Sorry Naomi, Ain’t Nothing Wrong With The Instagirl
The Debrief: Get with the program Naomi, Instagram is major for models
Naomi Campbell is TOTALLY not jealous, you guys. TOTALLY. This week, the 44-year-old supermodel slammed younger models who have gotten big through Instagram – a new social media tribe that includes Cara Delevingne, Joan Smalls and Karlie Kloss. Vogue dubbed them ‘Instagirls’ and put them on the cover of last year’s September issue. And for the record, Naomi is unimpressed.
‘I mean, good luck to them,’ Naomi said, somewhat unconvincingly, on the Meredith Vieira Show. ‘I just feel like my generation of women – like Cindy Crawford, Linda Evangelista, Christy Turlington, Claudia [Schiffer] – we had to earn our stripes and take our stepping stones to get to where we have gotten to accomplish what we have achieved to this date. I kind of feel like, “My God, we've worked so hard, and we are still working at it.” Then it just comes like that for them, but I sometimes believe easy come, easy go.’
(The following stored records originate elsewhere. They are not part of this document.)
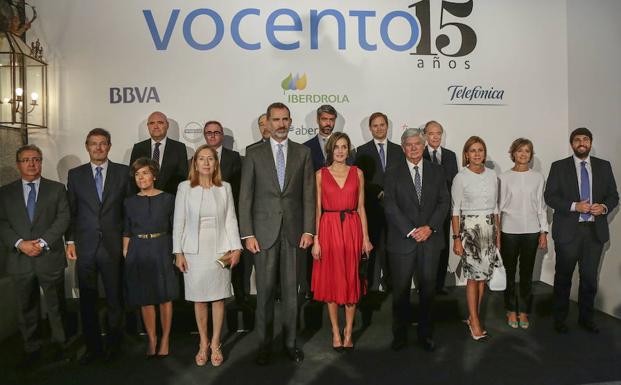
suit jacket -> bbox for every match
[239,140,316,249]
[220,147,241,210]
[304,134,354,171]
[423,146,459,194]
[543,156,619,243]
[66,160,130,258]
[355,140,405,234]
[0,178,70,274]
[129,138,188,195]
[173,181,242,254]
[384,159,450,253]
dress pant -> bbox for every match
[254,232,306,350]
[389,243,438,340]
[554,222,603,322]
[77,245,123,352]
[11,268,65,353]
[500,233,539,313]
[436,212,452,290]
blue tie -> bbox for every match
[26,182,37,223]
[414,166,423,203]
[276,143,285,191]
[95,166,103,202]
[377,143,386,171]
[580,160,591,221]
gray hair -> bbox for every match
[317,104,338,118]
[423,120,444,134]
[401,127,427,146]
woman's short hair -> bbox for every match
[326,132,351,166]
[132,156,160,179]
[461,135,487,167]
[188,144,222,187]
[509,138,535,162]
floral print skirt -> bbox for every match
[460,214,498,281]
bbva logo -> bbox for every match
[110,87,160,104]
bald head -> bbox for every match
[147,111,168,142]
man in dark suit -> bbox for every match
[246,114,270,151]
[239,103,316,365]
[544,127,619,334]
[423,120,458,294]
[355,112,404,290]
[384,128,450,351]
[66,128,129,365]
[0,145,70,367]
[203,120,245,303]
[129,111,188,195]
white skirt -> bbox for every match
[183,217,232,302]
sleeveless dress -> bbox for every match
[311,166,362,305]
[123,192,179,307]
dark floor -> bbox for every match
[0,283,621,385]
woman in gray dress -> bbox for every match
[451,136,500,341]
[173,145,242,366]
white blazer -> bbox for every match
[173,180,242,254]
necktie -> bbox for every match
[152,142,162,163]
[26,182,37,223]
[95,166,103,202]
[414,166,423,203]
[580,161,591,221]
[276,143,285,191]
[377,143,386,171]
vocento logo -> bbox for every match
[280,73,307,91]
[280,72,349,104]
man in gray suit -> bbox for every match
[239,103,315,365]
[0,145,70,367]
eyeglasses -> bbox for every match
[205,131,222,136]
[17,157,43,163]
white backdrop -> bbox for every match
[31,0,568,282]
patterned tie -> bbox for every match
[26,182,37,223]
[580,160,591,221]
[95,166,103,202]
[414,166,423,203]
[377,143,386,171]
[276,143,285,191]
[152,142,162,164]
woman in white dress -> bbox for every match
[499,138,548,329]
[173,145,242,366]
[451,136,500,341]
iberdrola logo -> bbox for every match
[280,73,307,91]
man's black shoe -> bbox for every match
[287,348,304,364]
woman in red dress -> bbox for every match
[311,132,373,352]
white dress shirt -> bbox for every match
[427,145,442,164]
[151,137,166,167]
[498,169,548,234]
[451,167,498,216]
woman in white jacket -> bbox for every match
[173,145,242,366]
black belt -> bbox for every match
[322,209,357,222]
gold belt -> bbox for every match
[136,233,167,239]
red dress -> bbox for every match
[311,166,362,305]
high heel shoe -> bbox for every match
[211,344,224,366]
[468,321,487,342]
[194,343,209,366]
[507,311,518,329]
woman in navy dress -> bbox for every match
[123,158,179,358]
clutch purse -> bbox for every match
[216,251,233,269]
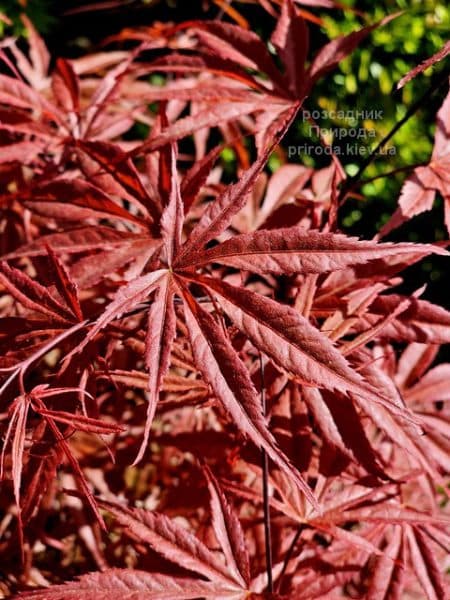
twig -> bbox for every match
[277,523,305,593]
[259,352,273,594]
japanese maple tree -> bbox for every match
[0,0,450,600]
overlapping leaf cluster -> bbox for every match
[0,1,450,600]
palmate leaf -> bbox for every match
[18,569,232,600]
[98,500,239,589]
[179,291,319,510]
[178,227,447,275]
[203,465,250,587]
[196,276,414,417]
[379,90,450,236]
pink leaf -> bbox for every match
[203,465,250,587]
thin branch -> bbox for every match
[259,352,273,594]
[338,71,449,204]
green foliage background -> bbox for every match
[0,0,450,296]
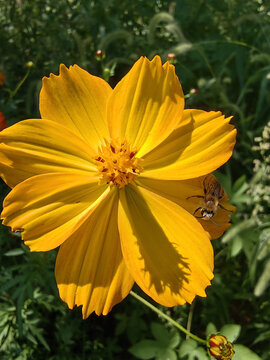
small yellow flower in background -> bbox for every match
[209,334,234,360]
[0,56,236,318]
[0,70,6,86]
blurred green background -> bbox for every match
[0,0,270,360]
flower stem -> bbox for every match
[130,291,207,345]
[8,68,31,102]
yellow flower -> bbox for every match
[209,334,234,360]
[0,56,236,318]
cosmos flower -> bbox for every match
[0,56,236,318]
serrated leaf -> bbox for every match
[169,332,181,349]
[254,259,270,296]
[233,344,261,360]
[179,339,197,358]
[189,347,209,360]
[128,340,158,360]
[220,324,241,342]
[4,248,24,256]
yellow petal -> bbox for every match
[136,176,236,239]
[108,56,184,157]
[0,119,96,187]
[143,110,236,180]
[1,173,109,251]
[39,64,112,147]
[118,185,213,306]
[55,191,134,319]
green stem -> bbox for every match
[130,291,207,345]
[8,68,31,102]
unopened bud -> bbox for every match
[209,334,234,360]
[96,50,105,61]
[189,89,199,96]
[167,53,176,64]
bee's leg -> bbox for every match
[186,195,204,200]
[193,206,202,215]
[218,204,233,212]
[203,175,208,194]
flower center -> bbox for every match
[95,139,143,188]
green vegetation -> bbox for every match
[0,0,270,360]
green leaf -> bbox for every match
[254,259,270,296]
[220,324,241,342]
[189,347,209,360]
[206,323,217,336]
[233,344,261,360]
[4,248,24,256]
[129,340,157,360]
[231,235,243,257]
[169,331,181,349]
[179,339,197,358]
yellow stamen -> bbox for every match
[95,139,143,188]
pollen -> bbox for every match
[95,139,143,188]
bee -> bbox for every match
[187,174,231,226]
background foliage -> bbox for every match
[0,0,270,360]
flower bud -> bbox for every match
[209,334,234,360]
[189,88,199,96]
[167,53,176,64]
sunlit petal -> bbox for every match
[137,176,235,239]
[108,56,184,157]
[143,110,236,180]
[118,185,213,306]
[39,64,112,146]
[0,119,96,187]
[1,173,109,251]
[55,191,134,318]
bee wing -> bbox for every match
[203,174,225,200]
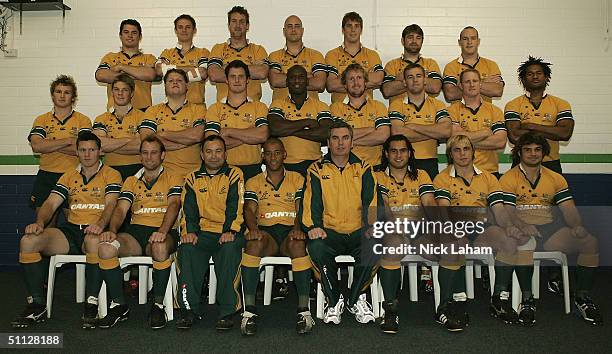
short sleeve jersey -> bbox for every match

Ouch. Pretty damning words for Cara, Joan and Karlie – though somehow I think they’re too busy managing their combined follower count of 11.3 million to cry themselves to sleep. Like it or not, Instagram has become the de facto hunting ground for modelling agencies, along with a crucial way for would-be stars to get their names out.
You just need to look at Marc by Marc Jacobs for proof: for the past two seasons, they’ve been casting their campaign through Instagram and Twitter. All people needed to do was tag a selfie with #castmemarc to be in with a chance. Just this month, IMG Models – which represents Rosie Huntington-Whiteley and Karlie Kloss – launched the We Love Your Genes model search. Post a pic with #WYLG, and IMG promises that scouting agents will decide if you’re model material. The hashtag has already been used over 61,000 times on Instagram.
But getting scouted on Instagram does not an Instagirl make. Here’s a question: what makes you hit ‘follow’ on one fashion blogger’s profile and not someone else? It’s that magic combo of charm, personality and great selfie skills – and not every wannabe Aimee Song has the gift. The same goes for models.
‘I think there are a lot of models that don’t understand it,’ newly-crowned Victoria’s Secret angel Gigi Hadid said (1.7 million followers and counting). ‘Companies are going to look at your following and your ability to connect to different age groups and different people. If you can connect to a lot of people by just being relatable and by showing people different sides of your life… then you’re going to be able to represent a brand because you have a voice and that’s what brands are looking for.’
Imagine how long you take to compose an OOTD pic for your account. Now imagine that all of your future employers will be looking at that photo, totting up the number of likes and comments and using that as your online CV. It’s enough to make you delete the camera app off your phone, right?
Even Insta-success comes with its downsides. Opening your life up – even a highly curated version of it – has a tendency to foster false intimacy. Take Lucky Blue Smith, CK One’s bleached blond pin-up. He has well below Cara’s 9.3 million followers, but he shut down traffic in Paris when he staged an impromptu meet-and-greet for his Instagram followers. A girl passed out in the street after he hugged her.
‘I get about 150 direct messages a day on Instagram,’ he told Business of Fashion. They’re all from girls. He never replies. ‘I don’t want to disappoint them by not replying, but if I did reply to all of them I’d never have time for anything else.’
The lesson? The Instagirls (and some Instaboys) might make this shit look easy, but there’s a lot going on beneath the surface. If you look closer, you’ll usually see a model paddling furiously, trying to keep up.